In other words, with SDS you don’t need to worry about hardware and OS compatibility on the provider side. What does it matter? The storage has been abstracted from those issues. Of course, it’s never that simple, but that’s the vision — and really the roadmap — for where cloud storage is heading.
This doesn’t mean that startups positioning themselves as SDS vendors, such as Nexenta and ScaleIO, will be the eventual winners in the cloud backup space. Rather, as is so often the case with startups, it simply means they’re pointing the way. Winners are yet to be determined.
Architectural And Backend Technologies
If the cloud storage market is moving towards SDS, and I believe it is, then the backend technologies aren’t really the end user’s problem, are they? I strongly believe that eventually, most hardware will be commodity hardware, and your main choice will be among service providers (AWS, Rackspace, AT&T, etc.). If you are building your own private cloud, many of your choices will be predetermined by the IaaS vendor you go with (VMware, Eucalyptus or an OpenStack- or CloudStack-based provider).

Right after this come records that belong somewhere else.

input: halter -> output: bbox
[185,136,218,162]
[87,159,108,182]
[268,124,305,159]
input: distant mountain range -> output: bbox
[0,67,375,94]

One other thing to consider is the issue of remote versus local backups. Due to networking challenges, cloud storage is best suited to data protection, retention and archiving — for now. Disaster recovery from the cloud will be a slow, tedious process when compared to recovery from local disk or even from tape.

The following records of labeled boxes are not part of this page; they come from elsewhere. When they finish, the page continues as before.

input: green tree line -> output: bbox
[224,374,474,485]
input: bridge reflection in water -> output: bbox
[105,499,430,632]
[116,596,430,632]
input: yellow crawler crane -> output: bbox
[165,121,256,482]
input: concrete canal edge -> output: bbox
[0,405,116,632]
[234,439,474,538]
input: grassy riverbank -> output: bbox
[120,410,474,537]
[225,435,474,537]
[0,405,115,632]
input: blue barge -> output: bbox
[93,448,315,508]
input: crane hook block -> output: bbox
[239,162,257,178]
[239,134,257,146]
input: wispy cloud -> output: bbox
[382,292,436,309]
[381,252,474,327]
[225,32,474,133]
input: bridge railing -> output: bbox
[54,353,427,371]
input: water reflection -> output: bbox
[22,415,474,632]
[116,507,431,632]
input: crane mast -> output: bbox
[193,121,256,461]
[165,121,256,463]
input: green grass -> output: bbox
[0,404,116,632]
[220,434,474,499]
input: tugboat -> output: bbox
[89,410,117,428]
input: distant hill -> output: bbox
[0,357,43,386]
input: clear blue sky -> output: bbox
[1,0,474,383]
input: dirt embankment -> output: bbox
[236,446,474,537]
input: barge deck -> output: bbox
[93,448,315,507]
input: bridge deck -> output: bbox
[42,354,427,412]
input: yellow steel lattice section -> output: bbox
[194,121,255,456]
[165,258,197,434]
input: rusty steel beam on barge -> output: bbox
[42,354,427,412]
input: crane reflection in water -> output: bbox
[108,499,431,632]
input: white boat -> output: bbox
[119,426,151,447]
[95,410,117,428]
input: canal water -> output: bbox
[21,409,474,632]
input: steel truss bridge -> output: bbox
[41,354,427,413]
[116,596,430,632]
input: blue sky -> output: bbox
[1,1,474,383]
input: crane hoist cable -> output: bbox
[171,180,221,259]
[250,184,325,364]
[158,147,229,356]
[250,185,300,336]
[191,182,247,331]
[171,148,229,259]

However, in this age of extreme weather, it’s a good idea to have a backup plan for your backup plan. So while recovery from the cloud is not ideal, it should be part of your disaster planning.
Industry Controversies And Debates
What will the future of storage look like?
Will the SDS model actually win out? Or will hardware make a comeback?
After all, there are some inherent risks in a software-first storage world. If hardware becomes too commoditized, will quality suffer to the point that you just can’t trust it? Sure, you can move data and VMs around at will, but will you need a carnival funhouse hall of mirrors of endless backups to ensure that crappy hardware isn’t your undoing?
For my money, the high-profile acquisitions of SDN vendors points to a software-first cloud world. (I mean, that’s really what cloud computing is about anyway, isn’t it.) And plenty of investment money is being funneled to SDS startups too.
Of course, legacy equipment and architectures tend to linger for years and often even end up having real staying power in specialized niche areas, but the storage market looks to be moving towards SDS.
Security
Many experts cited security as the number one industry controversy. Fair enough, but I see this controversy as more of an obstacle, so please refer to the “Trust and security concerns” entry in the “Obstacles” section above.